Computer Matching & Privacy Protection Act of 1988

This federal law sets standards that the government must follow when combining personal data that they have found out about individuals with personal data held by other federal, state, or local agencies. (2)

1. Crump, Catherine. “Data retention: privacy, anonymity, and accountability online.” Stanford Law Review 56.1 (Oct 2003): 191(39). LegalTrac. Gale. Harvard University Library. 10 Dec. 2007  <http://find.galegroup.com/itx/start.do?prodId=LT>.
2. “Privacy: Statutory Protections.” <http://ilt.eff.org/index.php/Privacy:_Statutory_Protections>.

Welcome to my blog! For those who don’t already know, I am writing this blog as my final project for my freshman seminar, Cyberspace in Court. My project will be a blog focusing on Google’s policies toward user privacy, especially their pending deal with DoubleClick and their collection of personally identifiable data without users’ awareness or consent.

Privacy is one of the most important issues facing today’s society. Technologies like the Internet have made it easy to find information without face-to-face contact with other people, producing an impression of increased privacy. However, this sense of privacy is largely an illusion. In addition to providing convenience for everyday people, technology also enables big companies and the government to monitor people’s activities more than ever before.

I decided to focus on Google because it is one of the most useful, well-known, and widely-used web sites in the world. I use Google a lot, and I didn’t know until recently how much of what I do is tracked and recorded. 

Basically, Google’s privacy policy (http://www.google.com/intl/en/privacypolicy.html) says that among the data Google collects from its users are:

1. Lists of users’ search queries, which are tied to particular users through the use of cookies

2. Internet protocol (IP) addresses

3. Which links and advertisements users click on

4. Any data that users voluntarily provide when signing up for Google’s services

Google says it uses these data to personalize users’ experiences, target ads more specifically, conduct research to improve its services and develop new ones, and ensure the functioning of their site. 
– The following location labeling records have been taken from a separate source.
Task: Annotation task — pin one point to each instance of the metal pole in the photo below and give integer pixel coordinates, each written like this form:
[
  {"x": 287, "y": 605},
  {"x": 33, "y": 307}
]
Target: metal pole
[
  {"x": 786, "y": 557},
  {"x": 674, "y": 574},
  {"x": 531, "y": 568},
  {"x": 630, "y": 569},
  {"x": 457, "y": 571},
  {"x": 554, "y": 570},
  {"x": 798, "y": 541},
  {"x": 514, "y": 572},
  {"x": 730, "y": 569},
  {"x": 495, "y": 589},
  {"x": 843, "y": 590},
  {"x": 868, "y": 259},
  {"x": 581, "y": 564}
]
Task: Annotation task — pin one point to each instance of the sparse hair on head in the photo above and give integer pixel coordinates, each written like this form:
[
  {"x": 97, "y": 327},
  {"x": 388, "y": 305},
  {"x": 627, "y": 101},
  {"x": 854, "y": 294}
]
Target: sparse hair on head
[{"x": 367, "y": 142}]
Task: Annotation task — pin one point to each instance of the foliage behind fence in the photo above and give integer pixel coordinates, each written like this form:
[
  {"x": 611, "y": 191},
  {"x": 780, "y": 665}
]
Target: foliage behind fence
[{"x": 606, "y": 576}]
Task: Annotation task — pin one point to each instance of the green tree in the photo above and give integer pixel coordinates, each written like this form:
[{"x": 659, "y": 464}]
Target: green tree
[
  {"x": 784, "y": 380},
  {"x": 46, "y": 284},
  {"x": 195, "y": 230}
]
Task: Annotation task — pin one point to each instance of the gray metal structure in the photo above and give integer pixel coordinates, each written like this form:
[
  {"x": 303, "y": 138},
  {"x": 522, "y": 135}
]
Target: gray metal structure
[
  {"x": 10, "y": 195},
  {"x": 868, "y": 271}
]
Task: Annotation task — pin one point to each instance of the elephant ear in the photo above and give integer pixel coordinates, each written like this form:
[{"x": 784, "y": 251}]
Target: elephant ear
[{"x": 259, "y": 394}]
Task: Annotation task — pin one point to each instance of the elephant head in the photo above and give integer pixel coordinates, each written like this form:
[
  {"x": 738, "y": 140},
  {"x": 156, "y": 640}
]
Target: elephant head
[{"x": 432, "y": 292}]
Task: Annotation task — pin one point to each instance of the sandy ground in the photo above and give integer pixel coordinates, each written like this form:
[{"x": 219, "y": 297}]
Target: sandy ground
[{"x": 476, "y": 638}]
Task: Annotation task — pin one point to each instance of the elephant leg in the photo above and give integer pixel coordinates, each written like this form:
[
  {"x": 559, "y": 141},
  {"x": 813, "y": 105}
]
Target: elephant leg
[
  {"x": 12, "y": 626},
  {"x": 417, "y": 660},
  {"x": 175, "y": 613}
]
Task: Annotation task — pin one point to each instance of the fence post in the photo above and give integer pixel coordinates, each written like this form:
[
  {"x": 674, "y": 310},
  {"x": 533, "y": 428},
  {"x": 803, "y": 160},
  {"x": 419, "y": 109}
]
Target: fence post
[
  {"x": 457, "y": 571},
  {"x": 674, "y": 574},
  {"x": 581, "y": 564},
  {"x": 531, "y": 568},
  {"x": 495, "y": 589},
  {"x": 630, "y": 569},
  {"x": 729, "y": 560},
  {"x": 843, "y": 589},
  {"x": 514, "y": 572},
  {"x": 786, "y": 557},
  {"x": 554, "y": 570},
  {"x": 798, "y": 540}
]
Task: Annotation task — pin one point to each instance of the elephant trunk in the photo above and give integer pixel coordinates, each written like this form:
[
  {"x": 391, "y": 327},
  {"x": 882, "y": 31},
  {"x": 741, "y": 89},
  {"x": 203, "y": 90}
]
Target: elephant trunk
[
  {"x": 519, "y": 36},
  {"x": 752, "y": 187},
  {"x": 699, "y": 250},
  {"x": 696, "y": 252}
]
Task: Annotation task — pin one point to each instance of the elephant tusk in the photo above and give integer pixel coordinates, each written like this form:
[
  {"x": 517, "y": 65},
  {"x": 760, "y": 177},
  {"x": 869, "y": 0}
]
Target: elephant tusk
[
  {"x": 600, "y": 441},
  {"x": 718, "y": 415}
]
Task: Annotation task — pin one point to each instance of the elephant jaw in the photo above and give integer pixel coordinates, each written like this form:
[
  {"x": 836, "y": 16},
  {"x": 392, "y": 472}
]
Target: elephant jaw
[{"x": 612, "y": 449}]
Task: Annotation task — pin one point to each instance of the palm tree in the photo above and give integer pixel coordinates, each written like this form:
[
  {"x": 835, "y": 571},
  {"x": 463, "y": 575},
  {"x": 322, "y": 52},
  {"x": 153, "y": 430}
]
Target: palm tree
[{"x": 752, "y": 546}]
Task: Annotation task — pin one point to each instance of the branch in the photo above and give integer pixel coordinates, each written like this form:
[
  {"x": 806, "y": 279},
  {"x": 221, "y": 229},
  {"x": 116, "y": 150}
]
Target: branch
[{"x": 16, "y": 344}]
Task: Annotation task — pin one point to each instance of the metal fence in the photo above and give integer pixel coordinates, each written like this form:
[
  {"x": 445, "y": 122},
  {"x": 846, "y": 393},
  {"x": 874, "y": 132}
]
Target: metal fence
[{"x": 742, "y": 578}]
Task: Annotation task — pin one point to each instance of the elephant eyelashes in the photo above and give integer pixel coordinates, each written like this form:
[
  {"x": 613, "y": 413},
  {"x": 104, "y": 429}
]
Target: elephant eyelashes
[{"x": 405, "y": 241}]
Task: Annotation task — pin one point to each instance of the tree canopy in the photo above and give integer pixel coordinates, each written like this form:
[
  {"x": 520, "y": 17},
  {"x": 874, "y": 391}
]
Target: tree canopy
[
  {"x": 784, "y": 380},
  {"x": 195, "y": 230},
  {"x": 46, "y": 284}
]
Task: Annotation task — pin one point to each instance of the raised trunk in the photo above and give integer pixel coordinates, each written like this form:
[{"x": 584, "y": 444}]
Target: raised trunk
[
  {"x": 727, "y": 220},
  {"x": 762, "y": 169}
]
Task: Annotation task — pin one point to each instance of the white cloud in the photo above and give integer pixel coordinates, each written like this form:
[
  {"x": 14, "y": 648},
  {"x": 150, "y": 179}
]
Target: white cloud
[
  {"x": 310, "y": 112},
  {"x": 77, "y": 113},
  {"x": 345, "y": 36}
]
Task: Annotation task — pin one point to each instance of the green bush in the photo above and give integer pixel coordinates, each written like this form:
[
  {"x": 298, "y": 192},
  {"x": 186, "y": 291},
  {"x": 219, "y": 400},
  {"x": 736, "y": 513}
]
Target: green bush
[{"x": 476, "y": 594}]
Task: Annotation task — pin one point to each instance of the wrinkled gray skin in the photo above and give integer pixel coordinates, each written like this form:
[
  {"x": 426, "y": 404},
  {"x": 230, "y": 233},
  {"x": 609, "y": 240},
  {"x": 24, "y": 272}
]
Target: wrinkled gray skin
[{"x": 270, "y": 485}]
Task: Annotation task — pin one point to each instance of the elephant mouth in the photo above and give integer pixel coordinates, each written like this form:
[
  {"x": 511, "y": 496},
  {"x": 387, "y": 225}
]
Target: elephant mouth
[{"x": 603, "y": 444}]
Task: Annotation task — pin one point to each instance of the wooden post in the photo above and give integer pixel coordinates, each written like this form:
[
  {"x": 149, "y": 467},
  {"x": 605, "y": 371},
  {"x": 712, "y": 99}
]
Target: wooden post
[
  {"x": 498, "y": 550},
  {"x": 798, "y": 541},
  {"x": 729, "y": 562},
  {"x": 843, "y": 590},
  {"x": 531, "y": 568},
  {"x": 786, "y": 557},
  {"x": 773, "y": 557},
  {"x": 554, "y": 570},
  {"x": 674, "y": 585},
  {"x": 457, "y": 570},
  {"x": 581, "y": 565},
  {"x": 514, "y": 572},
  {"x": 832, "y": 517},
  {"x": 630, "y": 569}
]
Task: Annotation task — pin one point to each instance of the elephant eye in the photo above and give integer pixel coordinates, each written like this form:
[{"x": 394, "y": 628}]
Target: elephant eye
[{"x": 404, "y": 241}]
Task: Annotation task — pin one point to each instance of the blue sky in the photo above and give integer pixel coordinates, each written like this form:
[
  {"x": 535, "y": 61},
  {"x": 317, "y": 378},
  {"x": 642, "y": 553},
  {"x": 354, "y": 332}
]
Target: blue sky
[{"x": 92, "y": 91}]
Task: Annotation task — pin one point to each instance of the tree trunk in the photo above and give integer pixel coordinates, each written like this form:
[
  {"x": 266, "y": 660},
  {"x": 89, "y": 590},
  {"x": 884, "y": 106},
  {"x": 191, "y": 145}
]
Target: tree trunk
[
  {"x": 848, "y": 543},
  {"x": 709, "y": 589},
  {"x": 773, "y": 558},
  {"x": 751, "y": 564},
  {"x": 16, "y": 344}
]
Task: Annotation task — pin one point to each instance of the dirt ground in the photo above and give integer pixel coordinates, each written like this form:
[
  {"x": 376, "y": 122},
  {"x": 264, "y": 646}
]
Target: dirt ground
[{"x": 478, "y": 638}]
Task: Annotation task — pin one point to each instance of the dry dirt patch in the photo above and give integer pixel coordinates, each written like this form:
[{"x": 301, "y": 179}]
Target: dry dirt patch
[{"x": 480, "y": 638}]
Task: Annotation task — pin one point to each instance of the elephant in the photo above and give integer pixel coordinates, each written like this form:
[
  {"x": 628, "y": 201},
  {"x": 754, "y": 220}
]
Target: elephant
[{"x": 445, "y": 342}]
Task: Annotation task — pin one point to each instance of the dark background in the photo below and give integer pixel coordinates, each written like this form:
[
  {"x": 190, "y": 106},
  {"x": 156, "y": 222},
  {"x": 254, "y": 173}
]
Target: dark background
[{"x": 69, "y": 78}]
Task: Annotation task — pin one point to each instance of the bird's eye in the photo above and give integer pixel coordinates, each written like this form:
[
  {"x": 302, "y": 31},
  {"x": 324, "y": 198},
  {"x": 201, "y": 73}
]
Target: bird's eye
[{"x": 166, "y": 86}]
Google users can be divided into two groups: those who register for Google accounts by voluntarily providing personal data and those who use Google without creating accounts. The focus of my project will be the second group of people. Google’s policy of collecting data about this group is potentially more problematic, as these users have not consented to providing data and are not necessarily aware of what information Google is collecting about them.
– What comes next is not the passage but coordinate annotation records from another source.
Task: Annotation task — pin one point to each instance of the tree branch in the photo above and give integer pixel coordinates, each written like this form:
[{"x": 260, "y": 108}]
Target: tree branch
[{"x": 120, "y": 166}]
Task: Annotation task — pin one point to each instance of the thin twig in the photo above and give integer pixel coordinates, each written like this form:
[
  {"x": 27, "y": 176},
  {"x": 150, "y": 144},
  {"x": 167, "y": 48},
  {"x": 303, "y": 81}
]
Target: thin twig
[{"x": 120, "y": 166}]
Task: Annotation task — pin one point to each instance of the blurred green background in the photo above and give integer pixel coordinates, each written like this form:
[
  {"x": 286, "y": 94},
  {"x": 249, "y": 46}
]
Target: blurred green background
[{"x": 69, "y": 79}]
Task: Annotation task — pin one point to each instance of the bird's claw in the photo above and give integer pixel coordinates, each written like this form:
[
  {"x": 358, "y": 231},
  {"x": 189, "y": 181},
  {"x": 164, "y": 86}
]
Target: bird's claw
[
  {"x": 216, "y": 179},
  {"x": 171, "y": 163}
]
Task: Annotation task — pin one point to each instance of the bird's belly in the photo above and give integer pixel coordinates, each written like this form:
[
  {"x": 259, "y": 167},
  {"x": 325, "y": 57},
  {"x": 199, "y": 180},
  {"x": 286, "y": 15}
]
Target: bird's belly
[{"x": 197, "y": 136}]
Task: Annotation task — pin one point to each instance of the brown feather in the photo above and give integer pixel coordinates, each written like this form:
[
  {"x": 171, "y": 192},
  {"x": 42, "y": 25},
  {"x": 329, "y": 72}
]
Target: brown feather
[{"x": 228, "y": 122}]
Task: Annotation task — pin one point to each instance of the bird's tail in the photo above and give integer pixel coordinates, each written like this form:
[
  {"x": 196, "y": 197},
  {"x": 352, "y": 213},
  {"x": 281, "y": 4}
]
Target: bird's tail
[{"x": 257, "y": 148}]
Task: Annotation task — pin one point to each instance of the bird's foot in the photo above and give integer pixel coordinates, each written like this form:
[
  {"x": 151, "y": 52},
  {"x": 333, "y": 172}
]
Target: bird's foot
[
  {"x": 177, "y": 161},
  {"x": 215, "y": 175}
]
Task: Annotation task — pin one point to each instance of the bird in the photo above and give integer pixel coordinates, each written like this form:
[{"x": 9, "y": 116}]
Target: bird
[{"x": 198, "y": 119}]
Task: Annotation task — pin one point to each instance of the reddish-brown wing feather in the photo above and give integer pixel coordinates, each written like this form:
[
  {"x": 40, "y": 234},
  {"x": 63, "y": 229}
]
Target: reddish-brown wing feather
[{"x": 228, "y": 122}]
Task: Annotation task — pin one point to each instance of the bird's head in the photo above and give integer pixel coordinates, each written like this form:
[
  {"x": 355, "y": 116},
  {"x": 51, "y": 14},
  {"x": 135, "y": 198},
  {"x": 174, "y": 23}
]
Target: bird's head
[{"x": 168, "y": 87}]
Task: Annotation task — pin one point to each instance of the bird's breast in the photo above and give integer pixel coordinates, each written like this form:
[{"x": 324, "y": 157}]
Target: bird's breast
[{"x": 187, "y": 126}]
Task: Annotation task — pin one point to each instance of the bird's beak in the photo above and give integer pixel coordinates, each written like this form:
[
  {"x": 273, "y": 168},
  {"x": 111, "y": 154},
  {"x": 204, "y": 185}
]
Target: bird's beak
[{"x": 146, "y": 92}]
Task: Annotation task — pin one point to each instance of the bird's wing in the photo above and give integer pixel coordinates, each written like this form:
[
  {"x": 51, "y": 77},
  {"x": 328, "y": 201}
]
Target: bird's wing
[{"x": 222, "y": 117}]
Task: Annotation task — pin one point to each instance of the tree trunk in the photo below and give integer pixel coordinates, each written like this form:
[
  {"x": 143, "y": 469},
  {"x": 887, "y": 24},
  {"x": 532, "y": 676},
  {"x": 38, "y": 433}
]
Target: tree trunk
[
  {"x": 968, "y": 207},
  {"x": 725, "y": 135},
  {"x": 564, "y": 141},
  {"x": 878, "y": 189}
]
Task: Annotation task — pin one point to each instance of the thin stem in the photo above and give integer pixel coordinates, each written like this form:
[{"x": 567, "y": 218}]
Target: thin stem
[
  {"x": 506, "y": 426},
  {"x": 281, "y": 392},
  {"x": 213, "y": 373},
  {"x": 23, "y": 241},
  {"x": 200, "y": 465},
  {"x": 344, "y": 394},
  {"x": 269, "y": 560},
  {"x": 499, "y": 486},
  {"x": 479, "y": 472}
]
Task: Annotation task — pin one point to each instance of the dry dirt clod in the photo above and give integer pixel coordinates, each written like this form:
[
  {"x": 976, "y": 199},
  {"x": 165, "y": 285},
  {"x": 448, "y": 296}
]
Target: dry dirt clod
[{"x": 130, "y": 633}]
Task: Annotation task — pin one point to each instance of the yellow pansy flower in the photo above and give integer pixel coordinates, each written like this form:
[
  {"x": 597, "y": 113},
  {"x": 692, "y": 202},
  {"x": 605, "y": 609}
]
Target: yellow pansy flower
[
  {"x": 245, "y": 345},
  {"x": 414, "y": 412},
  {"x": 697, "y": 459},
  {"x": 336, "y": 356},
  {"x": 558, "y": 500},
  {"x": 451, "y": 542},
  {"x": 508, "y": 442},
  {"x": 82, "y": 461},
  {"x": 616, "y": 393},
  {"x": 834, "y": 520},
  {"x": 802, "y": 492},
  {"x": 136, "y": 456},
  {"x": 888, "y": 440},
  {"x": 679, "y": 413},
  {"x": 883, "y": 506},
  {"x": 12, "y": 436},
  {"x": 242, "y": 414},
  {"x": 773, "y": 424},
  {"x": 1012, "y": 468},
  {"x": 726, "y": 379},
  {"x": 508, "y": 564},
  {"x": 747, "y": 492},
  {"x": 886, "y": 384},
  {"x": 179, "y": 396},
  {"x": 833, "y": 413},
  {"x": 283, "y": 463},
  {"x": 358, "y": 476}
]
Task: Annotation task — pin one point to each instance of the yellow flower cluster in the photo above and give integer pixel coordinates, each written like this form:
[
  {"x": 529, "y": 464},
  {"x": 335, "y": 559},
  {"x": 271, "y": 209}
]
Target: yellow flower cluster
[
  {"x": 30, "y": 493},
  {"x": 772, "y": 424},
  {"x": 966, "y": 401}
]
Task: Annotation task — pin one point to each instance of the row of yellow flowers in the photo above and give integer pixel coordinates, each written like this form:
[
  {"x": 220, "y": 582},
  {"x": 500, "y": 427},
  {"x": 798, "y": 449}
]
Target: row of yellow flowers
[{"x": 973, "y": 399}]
In my next posts I will discuss the legal aspects of what Google is doing. What laws exist in the United States to protect the privacy rights of people who browse the Internet? Then I will discuss why privacy is so important and how it is impacted by technology. Next I will go into more detail on what data Google collects, what Google can use the data for, how the merger with DoubleClick will expand Google’s data-gathering powers, and what limits Google places on itself through its privacy policy. Then I will describe the dangers of third parties accessing this information, compare Google to other search engines in terms of privacy, and explain the arguments for and against limiting websites’ ability to gather data about their users. Finally I will give my opinion on what should be done legally to protect Internet privacy and what restrictions, if any, should be placed on search engines like Google. Along the way I may post about new developments related to my topic.